Le cas Juan Lebrón continue d’alimenter les débats.
Brillant, spectaculaire, capable de faire basculer n’importe quel match, l’Andalou reste aussi l’un des joueurs les plus scrutés du circuit pour son comportement sur la piste.
Après les images de tension aperçues lors de la demi-finale du Miami P1 entre Lebrón / Augsburger et Tapia / Coello, le sujet est revenu sur la table. Et cette fois, c’est Sanyo Gutiérrez qui s’est exprimé à ce sujet dans le stream Veinte Diez.

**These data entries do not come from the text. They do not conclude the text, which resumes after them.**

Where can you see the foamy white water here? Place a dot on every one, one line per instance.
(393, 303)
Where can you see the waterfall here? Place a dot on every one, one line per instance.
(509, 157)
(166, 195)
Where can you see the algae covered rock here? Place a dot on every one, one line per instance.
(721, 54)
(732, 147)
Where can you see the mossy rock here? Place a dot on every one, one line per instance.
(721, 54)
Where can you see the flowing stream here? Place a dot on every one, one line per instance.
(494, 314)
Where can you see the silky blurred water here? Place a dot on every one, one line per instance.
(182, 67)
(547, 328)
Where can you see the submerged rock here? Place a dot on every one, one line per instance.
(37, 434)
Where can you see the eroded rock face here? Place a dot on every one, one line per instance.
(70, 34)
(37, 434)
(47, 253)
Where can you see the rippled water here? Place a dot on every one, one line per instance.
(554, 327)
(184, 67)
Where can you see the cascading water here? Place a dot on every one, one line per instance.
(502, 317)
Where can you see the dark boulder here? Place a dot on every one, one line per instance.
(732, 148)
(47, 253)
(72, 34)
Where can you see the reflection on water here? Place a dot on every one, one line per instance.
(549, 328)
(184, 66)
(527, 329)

Avec une lecture assez claire : jouer avec Lebrón, c’est aussi accepter son caractère.
“Il ne faut pas entrer avec l’idée de le changer”
Pour Sanyo, le point de départ est simple : si un joueur choisit d’évoluer avec Juan Lebrón, il doit savoir dans quoi il s’engage.
« Je pense que celui qui choisit de jouer avec Juan ne doit pas entrer sur la piste avec l’idée de vouloir changer Juan. »
Et l’Argentin va même plus loin dans sa réflexion :
« Il faut l’accepter et essayer de tirer le côté positif de ce qu’il te dit. Il ne faut pas entrer en collision avec lui. »
Une manière assez lucide de résumer ce que représente Lebrón depuis plusieurs années : un joueur ultra compétitif, parfois difficile à gérer émotionnellement, mais capable aussi d’élever énormément le niveau de sa paire.
“Ce n’est pas quelque chose qui change du jour au lendemain”
Autre point fort du discours de Sanyo : l’idée que ce type de caractère ne se modifie pas d’un claquement de doigts.
« Juan, c’est difficile qu’il change d’une année à l’autre. »
Et selon lui, si changement il doit y avoir, cela ne peut venir que d’un vrai travail de fond.
« C’est un travail mental important, quelque chose qu’il faut travailler avec un professionnel. »
Avant de glisser une formule très parlante :
« Je ne crois pas que quelqu’un puisse arriver demain sur la piste et se dire : “À partir de maintenant, je ne dirai plus rien à mon partenaire, je vais l’embrasser, le prendre dans mes bras, et je ne vais plus me plaindre quand je perds un set.” »
Autrement dit : Lebrón est Lebrón, avec tout ce que cela implique.
Le parallèle avec Juan Martín Díaz
Pour appuyer son raisonnement, Sanyo Gutiérrez a même établi un parallèle avec un autre joueur au caractère fort : Juan Martín Díaz.
« Juan Martín Díaz rendait Belasteguín fou. Vraiment fou. »
Mais pour lui, Bela avait compris une chose essentielle :
« Bela savait que s’il supportait ça, Juan pouvait te gagner le match. »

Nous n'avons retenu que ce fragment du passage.